While delivering Google’s first quarterly income report on Thursday, the company’s CEO said that Google is transitioning — the search-engine giant will become an A.I.-first company.

Google founding principle.

One of Google’s founding principles.
Image credits Tangi Bertin / Flickr.

The measure of the sheer success Google has achieved is that they’re no longer just the guys who do your searching for you — it has become the de facto verb for it. While that isn’t likely to change anytime soon, the company is switching its focus away from search engines to put A.I. development on the forefront.

“We continue to set the pace in machine learning and A.I. research,” said Google CEO Sundar Pichai said in a call [embedded at the end of the article] to investors on Thursday to report the company’s Q1 2017 earnings.

“We’re transitioning to an A.I.-first company.”

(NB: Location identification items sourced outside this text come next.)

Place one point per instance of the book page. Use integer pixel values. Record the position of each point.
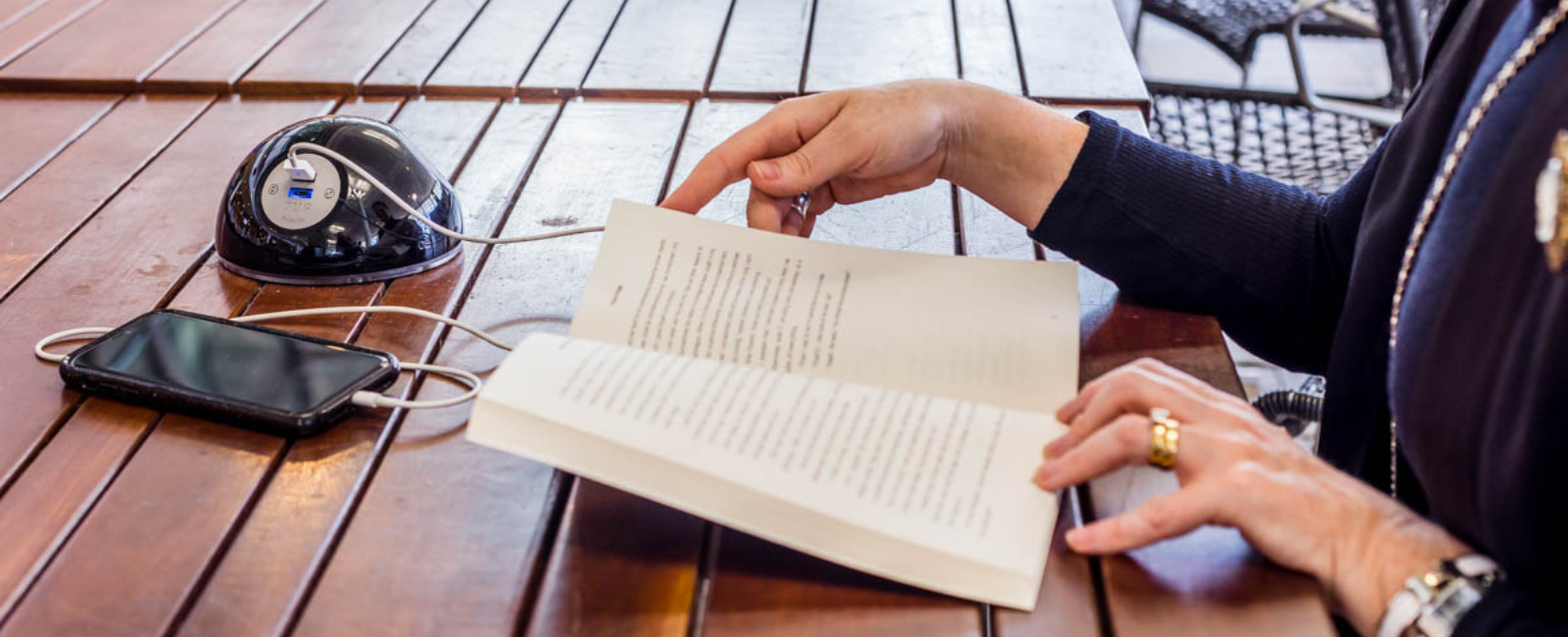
(925, 490)
(985, 330)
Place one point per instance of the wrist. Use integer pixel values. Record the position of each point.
(1010, 151)
(1400, 545)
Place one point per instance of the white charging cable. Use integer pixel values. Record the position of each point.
(365, 397)
(303, 169)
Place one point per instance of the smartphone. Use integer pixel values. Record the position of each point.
(239, 373)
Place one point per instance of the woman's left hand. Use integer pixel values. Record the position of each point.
(1243, 471)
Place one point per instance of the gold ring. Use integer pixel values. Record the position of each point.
(1164, 438)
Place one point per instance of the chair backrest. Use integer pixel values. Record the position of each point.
(1407, 30)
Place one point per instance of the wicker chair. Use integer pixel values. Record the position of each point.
(1303, 138)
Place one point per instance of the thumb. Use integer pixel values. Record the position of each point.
(823, 157)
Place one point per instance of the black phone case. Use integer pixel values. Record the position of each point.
(256, 417)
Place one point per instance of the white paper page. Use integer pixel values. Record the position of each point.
(948, 475)
(985, 330)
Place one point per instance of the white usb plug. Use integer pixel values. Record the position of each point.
(300, 170)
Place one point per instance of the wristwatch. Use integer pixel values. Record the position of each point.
(1434, 603)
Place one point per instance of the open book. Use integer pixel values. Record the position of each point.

So what does this mean for Google, and what does it mean for you? Well, in short, Google wants to become the first totally personalized corporation, tailoring their service to each individual. We’ll probably see machine learning embedded at the core of most of Google’s systems and platforms — such as Google’s Assistant service being merged with Android and Chrome OSs. The goal will be to use machine learning to tailor the devices to each user, timing apps and notifications after their usual schedule or location, personal interests, or other characteristics such as typing habits.

Last year, Pichai said that the ultimate goal of Assistant is that if you ask for a pizza, it will bring you that pizza without any further input or oversight required. The company also has to figure out how to keep increasing the number and sophistication of its machine learning algorithms without increasing energy or mobile data use — which would cripple current devices.

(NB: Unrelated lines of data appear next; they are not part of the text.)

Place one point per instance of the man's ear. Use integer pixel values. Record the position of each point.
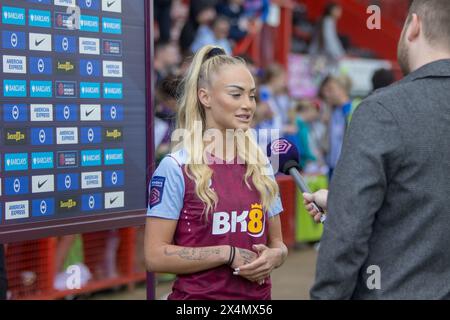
(204, 97)
(414, 28)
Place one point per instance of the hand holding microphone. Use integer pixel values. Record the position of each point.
(289, 164)
(320, 198)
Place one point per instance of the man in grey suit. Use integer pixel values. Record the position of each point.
(387, 233)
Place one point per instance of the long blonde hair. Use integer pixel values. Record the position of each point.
(191, 118)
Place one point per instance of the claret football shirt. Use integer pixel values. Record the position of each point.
(238, 220)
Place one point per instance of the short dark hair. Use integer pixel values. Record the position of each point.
(382, 78)
(435, 15)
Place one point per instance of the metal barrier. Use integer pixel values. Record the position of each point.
(107, 259)
(111, 259)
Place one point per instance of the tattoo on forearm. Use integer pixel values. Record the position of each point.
(193, 253)
(246, 255)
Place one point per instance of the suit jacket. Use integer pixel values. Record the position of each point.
(389, 197)
(3, 281)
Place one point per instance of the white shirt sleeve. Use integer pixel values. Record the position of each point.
(166, 190)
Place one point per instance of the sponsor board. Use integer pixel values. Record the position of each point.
(15, 64)
(17, 210)
(67, 135)
(91, 180)
(114, 200)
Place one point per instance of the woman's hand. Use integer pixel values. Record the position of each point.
(243, 257)
(320, 198)
(260, 269)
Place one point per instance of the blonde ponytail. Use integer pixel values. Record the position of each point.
(191, 118)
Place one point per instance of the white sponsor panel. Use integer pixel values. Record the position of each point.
(16, 210)
(112, 5)
(15, 64)
(114, 200)
(67, 135)
(41, 112)
(40, 42)
(89, 45)
(90, 112)
(91, 180)
(65, 3)
(41, 184)
(112, 69)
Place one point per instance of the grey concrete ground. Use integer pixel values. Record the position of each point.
(290, 282)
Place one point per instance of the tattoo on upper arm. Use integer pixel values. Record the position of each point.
(193, 253)
(247, 255)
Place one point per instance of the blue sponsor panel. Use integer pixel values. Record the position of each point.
(90, 202)
(39, 18)
(16, 161)
(68, 182)
(15, 112)
(41, 89)
(13, 15)
(65, 44)
(113, 113)
(67, 112)
(42, 160)
(17, 186)
(43, 207)
(42, 66)
(89, 90)
(89, 4)
(15, 88)
(91, 135)
(112, 47)
(40, 1)
(42, 136)
(112, 90)
(89, 23)
(111, 25)
(67, 159)
(113, 157)
(65, 89)
(90, 68)
(114, 178)
(63, 21)
(13, 40)
(91, 158)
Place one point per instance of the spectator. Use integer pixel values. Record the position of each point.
(273, 91)
(165, 115)
(326, 40)
(310, 136)
(167, 59)
(201, 12)
(162, 16)
(234, 11)
(217, 35)
(335, 92)
(382, 78)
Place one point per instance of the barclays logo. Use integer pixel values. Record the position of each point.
(15, 88)
(113, 26)
(13, 15)
(41, 66)
(42, 136)
(43, 207)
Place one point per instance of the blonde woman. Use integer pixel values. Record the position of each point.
(214, 220)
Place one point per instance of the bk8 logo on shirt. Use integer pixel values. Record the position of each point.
(251, 222)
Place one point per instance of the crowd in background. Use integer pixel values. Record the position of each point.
(316, 126)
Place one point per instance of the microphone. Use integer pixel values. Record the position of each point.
(288, 157)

Pichai said they would increasingly rely on Google’s recently unveiled “federated learning” technology. It should allow A.I. to run more efficiently on the limited resources a mobile device can marshal, for example, allowing for a wider range of applications while saving up on battery and bandwidth.

What about Search

Although Google is looking to focus on A.I., search currently remains its single most profitable platform. But even though they’re shifting focus away from search, Google thinks A.I. would only make its results more relevant and its ads more profitable. It would let them find patterns of search and favorite results more easily, and eventually even predict them. It would let Google not only give you what you ask for but predict what you’ll ask for, even change what you want — if that’s a good thing or not, I guess it’s a question we all have to answer for ourselves.

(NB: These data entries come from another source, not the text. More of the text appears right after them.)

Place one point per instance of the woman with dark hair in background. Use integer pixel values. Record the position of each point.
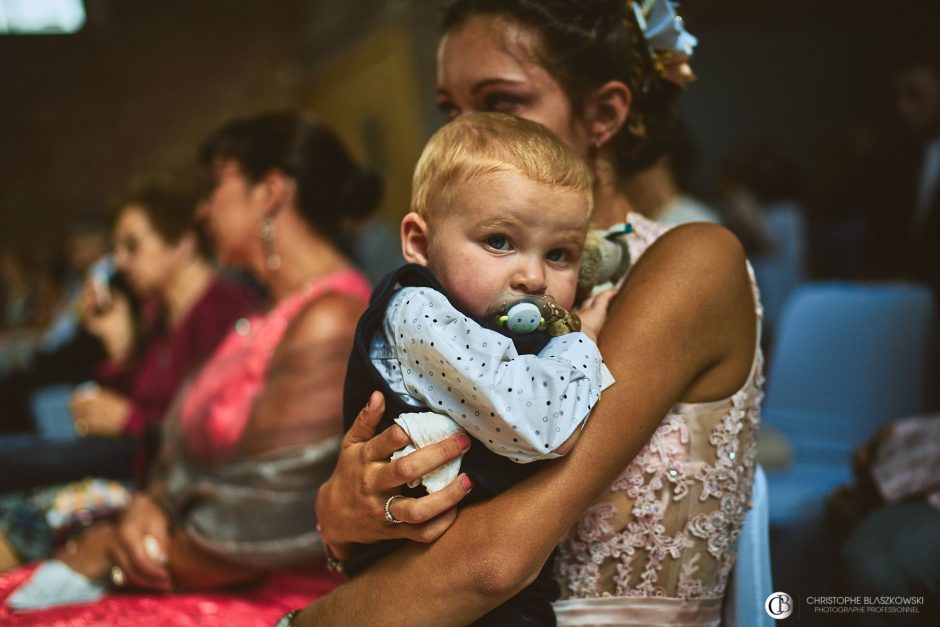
(250, 440)
(649, 504)
(188, 310)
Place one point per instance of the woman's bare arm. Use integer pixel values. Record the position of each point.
(682, 328)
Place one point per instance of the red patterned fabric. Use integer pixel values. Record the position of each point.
(259, 606)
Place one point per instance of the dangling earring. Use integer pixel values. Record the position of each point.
(272, 259)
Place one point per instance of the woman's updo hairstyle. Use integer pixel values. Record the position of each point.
(332, 189)
(583, 44)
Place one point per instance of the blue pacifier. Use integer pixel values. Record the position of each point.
(523, 317)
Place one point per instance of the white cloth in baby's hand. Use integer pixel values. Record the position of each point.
(53, 584)
(426, 428)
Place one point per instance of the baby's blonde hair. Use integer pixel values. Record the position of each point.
(474, 146)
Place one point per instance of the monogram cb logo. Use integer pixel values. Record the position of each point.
(779, 605)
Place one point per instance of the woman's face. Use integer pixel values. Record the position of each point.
(488, 64)
(142, 255)
(232, 215)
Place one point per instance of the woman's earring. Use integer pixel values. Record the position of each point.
(272, 259)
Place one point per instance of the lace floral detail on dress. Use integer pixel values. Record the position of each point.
(668, 526)
(670, 523)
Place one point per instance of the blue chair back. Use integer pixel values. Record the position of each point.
(751, 582)
(849, 358)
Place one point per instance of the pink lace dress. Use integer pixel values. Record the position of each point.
(659, 546)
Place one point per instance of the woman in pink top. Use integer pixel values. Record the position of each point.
(258, 429)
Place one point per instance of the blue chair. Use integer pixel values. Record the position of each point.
(849, 358)
(751, 582)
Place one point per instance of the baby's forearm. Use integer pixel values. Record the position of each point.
(568, 444)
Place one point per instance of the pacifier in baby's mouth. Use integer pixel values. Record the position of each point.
(521, 315)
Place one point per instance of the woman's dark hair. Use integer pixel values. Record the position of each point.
(583, 44)
(332, 189)
(169, 199)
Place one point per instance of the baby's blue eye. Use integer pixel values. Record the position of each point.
(498, 242)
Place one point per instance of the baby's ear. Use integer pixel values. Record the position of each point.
(414, 239)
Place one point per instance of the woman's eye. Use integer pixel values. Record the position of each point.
(447, 108)
(503, 103)
(498, 242)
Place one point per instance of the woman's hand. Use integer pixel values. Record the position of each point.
(141, 544)
(351, 504)
(112, 324)
(593, 313)
(99, 412)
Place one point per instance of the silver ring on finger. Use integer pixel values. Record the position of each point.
(117, 576)
(388, 512)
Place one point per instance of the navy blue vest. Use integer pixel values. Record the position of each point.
(490, 473)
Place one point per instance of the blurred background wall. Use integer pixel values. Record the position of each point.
(143, 81)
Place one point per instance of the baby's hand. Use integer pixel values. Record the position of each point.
(593, 313)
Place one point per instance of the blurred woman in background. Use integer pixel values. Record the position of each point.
(257, 431)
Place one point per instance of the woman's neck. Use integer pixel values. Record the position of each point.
(184, 289)
(611, 205)
(651, 190)
(304, 256)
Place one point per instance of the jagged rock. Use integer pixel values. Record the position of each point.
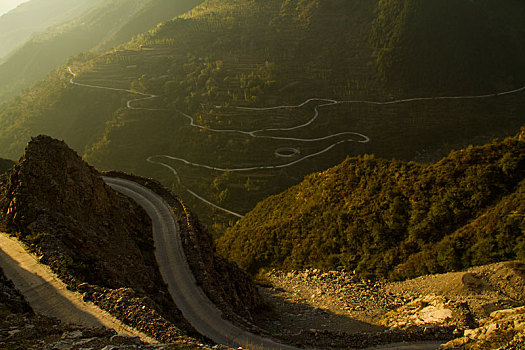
(428, 310)
(503, 328)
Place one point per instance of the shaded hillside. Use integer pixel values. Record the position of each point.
(211, 64)
(450, 45)
(59, 205)
(5, 164)
(391, 218)
(34, 16)
(106, 23)
(100, 243)
(97, 241)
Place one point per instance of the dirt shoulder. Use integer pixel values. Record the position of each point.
(335, 307)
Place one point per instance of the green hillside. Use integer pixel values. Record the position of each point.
(106, 23)
(393, 219)
(249, 97)
(5, 165)
(34, 16)
(450, 44)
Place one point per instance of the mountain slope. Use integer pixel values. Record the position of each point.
(450, 45)
(391, 218)
(106, 23)
(302, 74)
(9, 5)
(34, 16)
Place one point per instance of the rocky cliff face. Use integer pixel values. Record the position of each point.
(100, 242)
(87, 233)
(226, 284)
(60, 206)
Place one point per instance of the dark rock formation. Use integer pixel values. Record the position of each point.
(226, 284)
(59, 205)
(87, 233)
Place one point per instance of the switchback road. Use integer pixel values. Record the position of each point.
(202, 314)
(48, 295)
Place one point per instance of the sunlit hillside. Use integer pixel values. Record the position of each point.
(237, 100)
(387, 218)
(104, 24)
(34, 16)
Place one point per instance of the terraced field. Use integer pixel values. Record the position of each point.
(228, 158)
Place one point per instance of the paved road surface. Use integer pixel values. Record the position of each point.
(189, 298)
(48, 295)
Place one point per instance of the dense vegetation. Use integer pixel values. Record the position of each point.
(471, 43)
(5, 164)
(34, 16)
(106, 24)
(393, 219)
(249, 53)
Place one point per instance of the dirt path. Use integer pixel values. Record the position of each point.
(48, 295)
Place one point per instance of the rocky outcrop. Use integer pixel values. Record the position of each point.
(58, 204)
(87, 233)
(504, 329)
(431, 310)
(227, 285)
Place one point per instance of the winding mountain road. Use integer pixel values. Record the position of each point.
(48, 295)
(202, 314)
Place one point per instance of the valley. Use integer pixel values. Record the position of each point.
(274, 174)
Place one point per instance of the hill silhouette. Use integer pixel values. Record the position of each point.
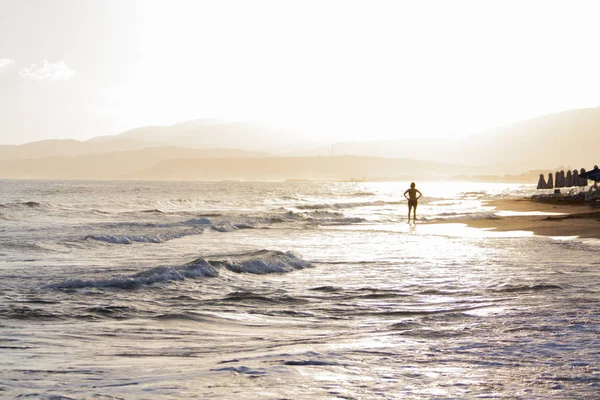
(567, 139)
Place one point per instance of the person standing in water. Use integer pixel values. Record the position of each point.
(412, 200)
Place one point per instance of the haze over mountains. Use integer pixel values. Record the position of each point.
(205, 149)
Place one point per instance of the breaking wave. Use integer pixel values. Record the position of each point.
(258, 262)
(155, 238)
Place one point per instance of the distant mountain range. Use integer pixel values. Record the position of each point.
(205, 149)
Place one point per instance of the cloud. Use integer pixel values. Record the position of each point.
(6, 62)
(45, 70)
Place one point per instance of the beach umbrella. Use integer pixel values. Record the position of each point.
(560, 179)
(569, 180)
(541, 182)
(593, 174)
(582, 180)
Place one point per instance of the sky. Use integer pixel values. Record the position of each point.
(327, 70)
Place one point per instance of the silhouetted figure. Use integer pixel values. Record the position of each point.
(412, 200)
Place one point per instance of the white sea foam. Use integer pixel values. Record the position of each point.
(150, 238)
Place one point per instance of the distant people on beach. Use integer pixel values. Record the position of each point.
(412, 200)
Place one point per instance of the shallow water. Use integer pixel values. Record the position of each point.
(287, 290)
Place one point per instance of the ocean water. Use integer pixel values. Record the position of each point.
(297, 290)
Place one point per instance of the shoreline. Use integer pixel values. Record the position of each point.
(578, 220)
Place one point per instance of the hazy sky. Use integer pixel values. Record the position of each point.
(333, 70)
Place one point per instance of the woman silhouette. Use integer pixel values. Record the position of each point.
(412, 200)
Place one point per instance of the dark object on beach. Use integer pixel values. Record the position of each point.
(569, 179)
(592, 175)
(541, 182)
(560, 179)
(550, 183)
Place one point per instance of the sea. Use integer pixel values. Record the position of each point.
(288, 290)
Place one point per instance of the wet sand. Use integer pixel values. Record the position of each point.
(572, 220)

Still, this answers why Google is moving away from search as its main focus — there’s a lot of profit to be made with machine learning, especially through analysis of search behavior. Everything done online with even a minute involvement of a Google platform will become quantifiable, and monetizable. Until now, they’ve relied on a sort of passive data acquisition with you coming to them, via search, and feeding the data yourself. A.I. will take up the busywork of actively gathering the data.

And the sort of things they can do with this data is amazing. Think about driving home and being prompted with what parking spaces are open near your house in Google Maps. Food shops that cater your absolute favorite kinds of foods in whatever town you happen to be in, or all over the globe on Earth.

But with so much data on their hands, the risk of Google derailing from their founding principle of “Don’t be evil” becomes a lot harder to maintain — and a lot scarier if broken.